The impact of the storm on refined product supply initially appeared to be greater than the impact to crude supply, IHS Markit said in a Sept. 1 release, but it expects the impact on pump prices to be muted - between 2 cents and 5 cents per gallon in the upper range.

“The spread between demand and supply was not as skewed towards demand as it would have been had there not been a resurgence of the Delta variant of the coronavirus,” said Debnil Chowdhury, IHS Markit executive director. “This is also the time of year where seasonal gasoline demand peaks and starts to fall heading into winter; as a result, outright prices are not expected to increase much higher than what we saw immediately after landfall.”

Most of the shuttered refineries are expected to be back online within three weeks, IHS Markit said.

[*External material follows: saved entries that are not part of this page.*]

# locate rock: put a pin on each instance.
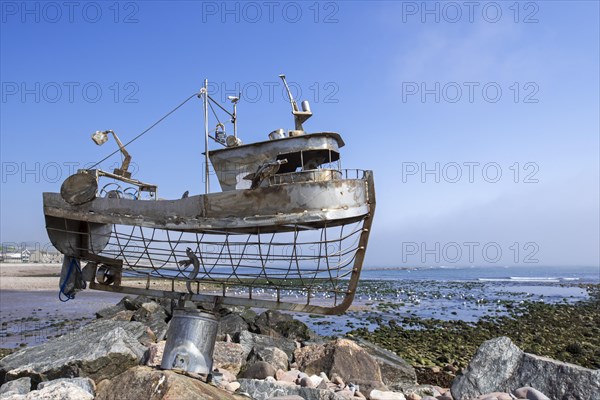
(133, 304)
(500, 366)
(276, 324)
(367, 385)
(289, 376)
(345, 394)
(231, 324)
(102, 349)
(423, 391)
(259, 370)
(263, 390)
(380, 395)
(227, 376)
(530, 394)
(228, 356)
(125, 315)
(277, 358)
(60, 390)
(316, 380)
(84, 383)
(155, 353)
(395, 371)
(343, 357)
(232, 386)
(306, 382)
(250, 341)
(110, 312)
(18, 386)
(154, 317)
(495, 396)
(146, 383)
(336, 379)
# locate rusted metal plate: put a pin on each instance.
(233, 163)
(79, 188)
(274, 207)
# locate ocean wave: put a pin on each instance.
(528, 279)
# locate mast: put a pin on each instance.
(206, 172)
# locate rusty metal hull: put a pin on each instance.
(269, 209)
(247, 251)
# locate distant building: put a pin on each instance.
(16, 257)
(45, 256)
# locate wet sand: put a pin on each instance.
(30, 311)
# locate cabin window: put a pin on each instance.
(309, 160)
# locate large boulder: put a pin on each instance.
(102, 349)
(18, 386)
(396, 373)
(149, 384)
(269, 389)
(276, 324)
(154, 316)
(60, 390)
(250, 341)
(272, 355)
(342, 357)
(500, 366)
(229, 356)
(259, 370)
(231, 324)
(83, 383)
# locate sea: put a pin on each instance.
(453, 293)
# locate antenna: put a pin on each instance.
(204, 91)
(299, 116)
(287, 88)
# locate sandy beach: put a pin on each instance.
(29, 276)
(30, 310)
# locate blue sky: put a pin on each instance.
(501, 88)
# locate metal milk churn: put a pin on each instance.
(190, 341)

A small number of refineries that sustained significant wind and flood damage will be down for as much as two months.

OPEC+ will add production

OPEC+ will proceed with its scheduled 400,000 bpd oil production increase in October.

The production boost was ratified at the 20th OPEC and non-OPEC Ministerial Meeting, held by videoconference Sept. 1.

OPEC said that while the effects of the COVID-19 pandemic continue to cast some uncertainty, market fundamentals have strengthened, and that Organization for Economic Co-operation and Development stocks continue to fall as the recovery accelerates.

It said overall conformity to production adjustments by participating countries in the OPEC+ Declaration of Cooperation was 110% in July, “reinforcing the trend of high conformity.”

According to a Bloomberg report, the meeting was wrapped up in less than one hour, in stark contrast to July’s meeting.

The meeting to establish August production levels originally scheduled for July 1 was delayed, extended and then postponed before an agreement was reached July 14.

The next such meeting will be held Oct. 4.